Jared Loughner’s deadly gun rampage in Tucson may have shocked the nation, said psychiatrist E. Fuller Torrey in The Wall Street Journal, but this was a “predictable tragedy.” Loughner, it’s now clear, is mentally ill, and is probably one of the U.S.’s 4 million untreated schizophrenics, who, studies say, account for as many as 1,600 homicides a year. A half-century ago, most of these people would have been in a hospital, but in the 1960s, the U.S. started emptying its state mental facilities—many of which, admittedly, were the stuff of nightmares. The problem is that states failed to complete the second stage of “deinstitutionalization,” which was to provide care for and supervision of seriously ill people living in the community. Today, as a direct result, about half the people who commit crimes and wind up in prisons are mentally ill. The government should “protect the public from persons who are potentially dangerous,” like Jared Loughner, even if that means hospitalizing them against their will.
Locking up every mentally ill person isn’t the answer, said Bradford Plumer in The New Republic. The vast majority of people suffering from mental illness are not dangerous; would you give the government authority to put people away for what they might do someday? There have already been Kafkaesque cases of sane, safe individuals who got locked in mental facilities for years, while authorities ignored their pleas. The balance between civil liberties and protecting a community is fiendishly difficult to get right, said psychiatrist Sally Satel in National Review Online. Loughner was clearly delusional, but “acting weird” is not a crime.
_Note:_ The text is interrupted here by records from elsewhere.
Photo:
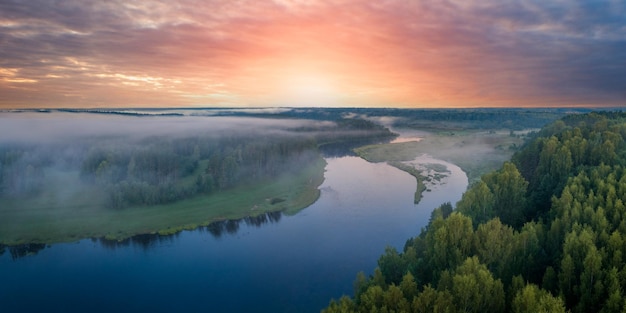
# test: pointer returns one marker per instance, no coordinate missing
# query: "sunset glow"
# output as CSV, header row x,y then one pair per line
x,y
312,53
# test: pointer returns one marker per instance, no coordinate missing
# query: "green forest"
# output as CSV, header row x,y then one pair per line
x,y
104,183
544,233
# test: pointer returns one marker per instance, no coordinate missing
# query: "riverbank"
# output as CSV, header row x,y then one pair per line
x,y
50,219
475,152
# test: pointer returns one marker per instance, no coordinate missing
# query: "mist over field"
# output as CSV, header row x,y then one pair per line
x,y
31,127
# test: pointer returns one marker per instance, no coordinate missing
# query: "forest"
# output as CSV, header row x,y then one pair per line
x,y
122,175
162,169
544,233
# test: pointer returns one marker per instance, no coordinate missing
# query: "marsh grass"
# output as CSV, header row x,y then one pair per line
x,y
475,152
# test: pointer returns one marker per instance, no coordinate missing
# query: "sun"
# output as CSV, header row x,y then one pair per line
x,y
311,90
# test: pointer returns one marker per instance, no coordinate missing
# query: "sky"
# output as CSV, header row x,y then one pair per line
x,y
264,53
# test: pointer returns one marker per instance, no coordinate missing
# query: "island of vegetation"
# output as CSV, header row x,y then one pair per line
x,y
544,233
115,185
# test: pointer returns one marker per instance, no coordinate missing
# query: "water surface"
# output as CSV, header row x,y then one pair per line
x,y
274,264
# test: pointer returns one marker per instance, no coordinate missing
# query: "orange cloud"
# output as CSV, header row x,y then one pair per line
x,y
306,52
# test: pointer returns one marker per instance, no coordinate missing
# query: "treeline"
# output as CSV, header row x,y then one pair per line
x,y
545,233
163,170
134,171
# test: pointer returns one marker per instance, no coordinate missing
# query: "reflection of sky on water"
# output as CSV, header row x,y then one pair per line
x,y
289,264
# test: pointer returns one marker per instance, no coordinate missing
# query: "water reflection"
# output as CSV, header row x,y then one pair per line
x,y
216,229
344,148
144,241
20,251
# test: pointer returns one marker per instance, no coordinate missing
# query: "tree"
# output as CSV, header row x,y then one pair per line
x,y
532,299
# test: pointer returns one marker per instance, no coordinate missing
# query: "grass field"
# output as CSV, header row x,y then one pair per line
x,y
62,214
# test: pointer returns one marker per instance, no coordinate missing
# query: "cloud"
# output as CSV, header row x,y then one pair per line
x,y
244,53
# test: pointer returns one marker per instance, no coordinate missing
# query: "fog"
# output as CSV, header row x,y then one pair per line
x,y
33,127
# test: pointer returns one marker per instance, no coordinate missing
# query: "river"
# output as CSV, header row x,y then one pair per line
x,y
270,264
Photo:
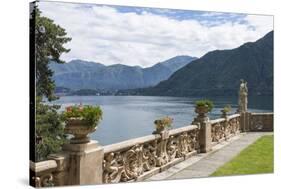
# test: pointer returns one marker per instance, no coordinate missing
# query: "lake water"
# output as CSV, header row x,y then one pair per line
x,y
126,117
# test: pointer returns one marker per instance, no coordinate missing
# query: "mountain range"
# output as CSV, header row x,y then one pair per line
x,y
218,73
83,75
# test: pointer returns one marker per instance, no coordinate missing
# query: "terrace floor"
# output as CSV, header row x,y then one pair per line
x,y
204,164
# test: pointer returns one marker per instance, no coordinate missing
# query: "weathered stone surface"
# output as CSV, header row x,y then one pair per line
x,y
85,163
202,165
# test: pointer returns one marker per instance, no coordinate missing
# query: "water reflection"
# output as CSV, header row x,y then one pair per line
x,y
126,117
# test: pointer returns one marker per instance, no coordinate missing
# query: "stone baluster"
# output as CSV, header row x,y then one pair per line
x,y
243,107
205,129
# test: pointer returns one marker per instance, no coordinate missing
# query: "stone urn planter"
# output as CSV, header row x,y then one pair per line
x,y
79,129
162,125
225,111
80,121
202,110
202,107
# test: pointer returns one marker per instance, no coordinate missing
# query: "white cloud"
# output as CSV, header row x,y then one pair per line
x,y
104,35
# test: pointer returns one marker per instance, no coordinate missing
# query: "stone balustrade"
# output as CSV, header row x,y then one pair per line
x,y
137,159
224,128
43,173
140,158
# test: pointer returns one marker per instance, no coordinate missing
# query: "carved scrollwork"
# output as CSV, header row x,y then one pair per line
x,y
130,163
112,170
172,148
45,180
193,140
218,132
234,125
149,156
133,163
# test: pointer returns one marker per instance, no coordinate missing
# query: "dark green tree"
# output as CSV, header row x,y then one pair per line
x,y
49,46
49,41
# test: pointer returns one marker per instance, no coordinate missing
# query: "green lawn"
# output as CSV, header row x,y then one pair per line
x,y
256,158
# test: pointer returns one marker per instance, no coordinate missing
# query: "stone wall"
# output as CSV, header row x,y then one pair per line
x,y
137,159
261,122
140,158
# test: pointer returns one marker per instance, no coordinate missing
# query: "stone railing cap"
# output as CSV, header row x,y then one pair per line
x,y
43,166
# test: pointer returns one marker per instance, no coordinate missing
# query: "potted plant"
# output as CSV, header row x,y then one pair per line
x,y
202,107
225,110
162,124
80,121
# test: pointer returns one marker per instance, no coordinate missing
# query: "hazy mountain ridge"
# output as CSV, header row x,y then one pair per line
x,y
79,74
219,72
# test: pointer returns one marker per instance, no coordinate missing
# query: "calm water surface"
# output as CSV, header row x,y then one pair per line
x,y
126,117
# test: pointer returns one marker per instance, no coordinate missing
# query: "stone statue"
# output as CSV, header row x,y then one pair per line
x,y
243,97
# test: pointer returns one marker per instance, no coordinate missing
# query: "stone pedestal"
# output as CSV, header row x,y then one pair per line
x,y
205,139
85,163
245,121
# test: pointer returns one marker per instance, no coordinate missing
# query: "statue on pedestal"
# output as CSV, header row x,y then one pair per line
x,y
243,97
“People are rightly skittish about infringing on a person’s freedom,” said Jeffrey Geller in USA Today, but when delusions lead to angry, frightening outbursts, it’s time to act. Under current Arizona law, any one of the people who were troubled by Loughner’s alarming behavior—the college administrators who suspended him for angry classroom rants, the classmate who always sat by the door in case he started shooting, the cops who visited his home—could have petitioned a court to evaluate his mental health and, if necessary, commit him for treatment against his will. But no one did. This speaks to a deeper problem in our culture, said David Ignatius in The Washington Post. We Americans are more isolated, transient, and guarded than ever; when we see strangers in distress, we look for excuses not to get involved. “We leave people alone in America, to a fault.